The whole thing does raise some interesting questions concerning the nature of the working relationship between press and developers, ethics in games journalism, and, most importantly, what readers actually want and expect from reporters.
It is the job of marketing to make sure a game sells. They must cultivate hype and release information on a schedule that nurtures a title’s positive image. The games press reports information, and a title’s marketing department is a good source of that. As a job, reporters are tasked with reporting things that will get them views which make their bosses money. As an ideal, reporters are tasked with protecting and informing the readers. The more they dedicate themselves to the reader, the less they can curry favor with the publisher. The less the publisher likes them, the harder it is to get information. The harder it is to get information, the harder it becomes to get views. This is the negative effect of the access bias in games journalism.
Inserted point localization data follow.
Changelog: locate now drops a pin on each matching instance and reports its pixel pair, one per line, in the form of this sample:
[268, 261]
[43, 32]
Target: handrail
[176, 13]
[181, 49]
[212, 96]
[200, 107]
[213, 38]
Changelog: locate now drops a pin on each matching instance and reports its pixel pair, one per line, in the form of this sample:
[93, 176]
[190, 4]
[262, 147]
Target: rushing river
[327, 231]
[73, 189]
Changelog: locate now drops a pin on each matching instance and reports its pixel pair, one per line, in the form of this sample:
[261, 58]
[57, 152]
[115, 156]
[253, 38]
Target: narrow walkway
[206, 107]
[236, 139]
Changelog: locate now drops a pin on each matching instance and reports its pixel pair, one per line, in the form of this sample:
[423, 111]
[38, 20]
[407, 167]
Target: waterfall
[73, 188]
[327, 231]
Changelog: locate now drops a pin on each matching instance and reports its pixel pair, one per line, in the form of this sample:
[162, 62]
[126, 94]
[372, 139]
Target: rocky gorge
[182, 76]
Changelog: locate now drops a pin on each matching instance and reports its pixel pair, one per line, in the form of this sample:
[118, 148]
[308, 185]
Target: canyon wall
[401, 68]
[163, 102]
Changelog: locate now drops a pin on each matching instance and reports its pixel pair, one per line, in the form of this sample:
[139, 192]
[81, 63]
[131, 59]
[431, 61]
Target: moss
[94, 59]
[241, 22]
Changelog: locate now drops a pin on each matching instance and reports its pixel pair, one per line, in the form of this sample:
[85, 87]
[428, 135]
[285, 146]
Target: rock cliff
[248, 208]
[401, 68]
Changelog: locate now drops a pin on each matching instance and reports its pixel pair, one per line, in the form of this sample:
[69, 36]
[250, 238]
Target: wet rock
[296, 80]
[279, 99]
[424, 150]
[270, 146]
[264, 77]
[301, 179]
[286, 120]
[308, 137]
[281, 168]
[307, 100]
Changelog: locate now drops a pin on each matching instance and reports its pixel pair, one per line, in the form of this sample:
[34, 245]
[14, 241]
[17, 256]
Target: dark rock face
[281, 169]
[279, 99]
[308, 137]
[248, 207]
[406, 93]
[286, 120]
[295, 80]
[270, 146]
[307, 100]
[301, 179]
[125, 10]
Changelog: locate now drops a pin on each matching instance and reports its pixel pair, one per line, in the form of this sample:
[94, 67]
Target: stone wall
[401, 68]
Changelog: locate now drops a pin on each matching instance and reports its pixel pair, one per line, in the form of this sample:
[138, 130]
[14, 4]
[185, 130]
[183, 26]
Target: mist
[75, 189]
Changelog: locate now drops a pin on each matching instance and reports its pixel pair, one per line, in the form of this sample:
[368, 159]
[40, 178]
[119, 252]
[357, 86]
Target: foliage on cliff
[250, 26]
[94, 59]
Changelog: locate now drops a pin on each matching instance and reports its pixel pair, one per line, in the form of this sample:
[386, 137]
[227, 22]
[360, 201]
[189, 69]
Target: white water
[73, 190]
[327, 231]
Video game sites have the option to be totally in service of that bias without fear of repercussion from the readership. It’s the current trend in gaming, and it allows the media to be more of a tool of the games industry than a window into it. When Kotaku reported leaks, they were making a statement saying that they don’t work totally in service to the publishers that give them information. This isn’t a wholly unprofessional thing to do, and a game company should understand that it is the nature of a reporter to do precisely this. It isn’t unexpected, either, for a PR company to cut access because that is, after all, their job; controlling the public image. There’s a trick to working with companies without working for them. Sometimes it’s hard to see the line.
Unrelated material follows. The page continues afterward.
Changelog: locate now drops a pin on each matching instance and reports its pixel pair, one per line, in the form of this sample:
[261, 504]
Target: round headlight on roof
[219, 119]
Ethics in games journalism is a big topic in the post-Gamergate world. It’s peculiar, too, since many consider game journalism to be tabloid or entertainment journalism yet insist on ethics here but not elsewhere in the media. I’m of the belief that there is plenty of room for ethics in our field, and while the original leaked reports that got Kotaku blacklisted aren’t necessarily that useful to the public, the subsequent reporting on the blacklists is. It reveals, in crucial detail, the machinations of our industry and how the information can be controlled and corrupted by the time it reaches the most important facet of the whole system; the consumer. If readers wanted to take issue with the practice of strictly controlling access in this way when a sites’s coverage is unfavorable to a developer, they could raise their voices. They can help sites renegotiate the balance of power between the publishers and the writers, but by blaming the sites, they are putting more power into the hands of marketing teams.
Trustworthy sites are hard to come by. Access bias is a big part of this. The need for clicks and fast reporting, admittedly, is another issue. The readers have a lot of say in the issue, and the landscape of the field can be largely influenced by what they choose to be active or complacent about. Journalism is sort of the middle ground between the publisher and the consumer in terms of news, and the two extremities are locked in a tug-o-war with one another over the loyalty of the press. When a site indicates that it is siding with its readers over game publishers on an issue, whose interests are protected by a public outcry?